I havent personally tried it but I seen some people use a type of super glue to fill damage instead of the classic filler. Less messy and dries quicker. I think some of the smart repair people use this for alloys.


----------



## dancoupe (May 8, 2012)

Good job  a++


----------



## DeeTailer (Aug 13, 2009)

Bod42 said:


> Awesome work, its a great feeling when you complete works yourself and it comes out as good as many refurb companies.
> 
> What Chrome paint did you use as yours looks really good? I used some in the past and it just looks like dodgy silver.


I just used a spare can I had on the shelf. It was called Mr Christmas Silver Metallic Lacquer Spray.....


----------



## id_doug (Apr 6, 2011)

Great finish bud. I done my winter wheels last year and got that reaction on one of my wheels and it bummed me out, that and the fact I drop something on one of them before I got them on the car and chipped the finish.

Will be interested to see how yours fair. Unfortunately I had a little lacquer peel on mine but they went on the car quite soon after they were finished so probably down to that.

BTW the shower pics are genius, my other half wasn't as impressed when I showed her though :thumb:


----------



## MEH4N (Mar 15, 2012)

looks like a job well done. great work done by yourself on them


----------



## Mumbles (Nov 7, 2011)

Looks ace! Great job! :thumb:


----------



## DMH-01 (Mar 29, 2011)

Great job there mate :thumb:


----------



## DOBE (May 4, 2012)

Great job mate!
Nothing better than saving yourself a few quid doing a job yourself.



cleaningfreak said:


> looks very nice... and just out of curiosity ... how did u filled those kerbed marks ?
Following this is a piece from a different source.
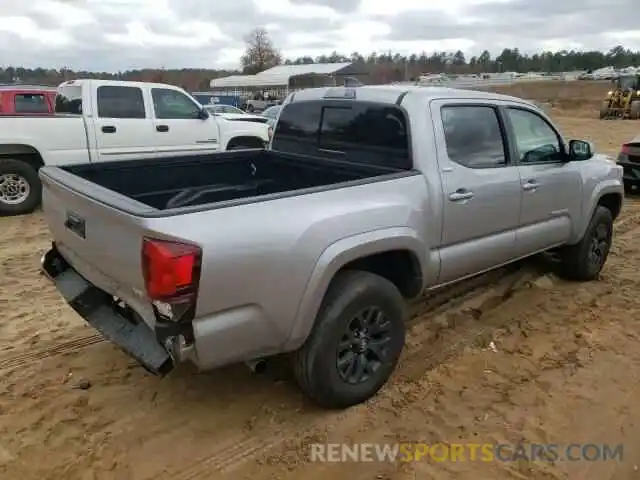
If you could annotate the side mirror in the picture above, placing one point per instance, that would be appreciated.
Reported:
(580, 150)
I done one of my wheels after a disagreement with a pothole and used a steel stick from eBay.

It dries rock solid and is quite easy to sand.


----------



## mxb74 (Sep 25, 2009)

I bought some 14" rims for my Cavalier many years ago they fitted in the dishwasher nicely before I sprayed them up!

Good work!


----------



## james_death (Aug 9, 2010)

Looking very pro...:thumb:


----------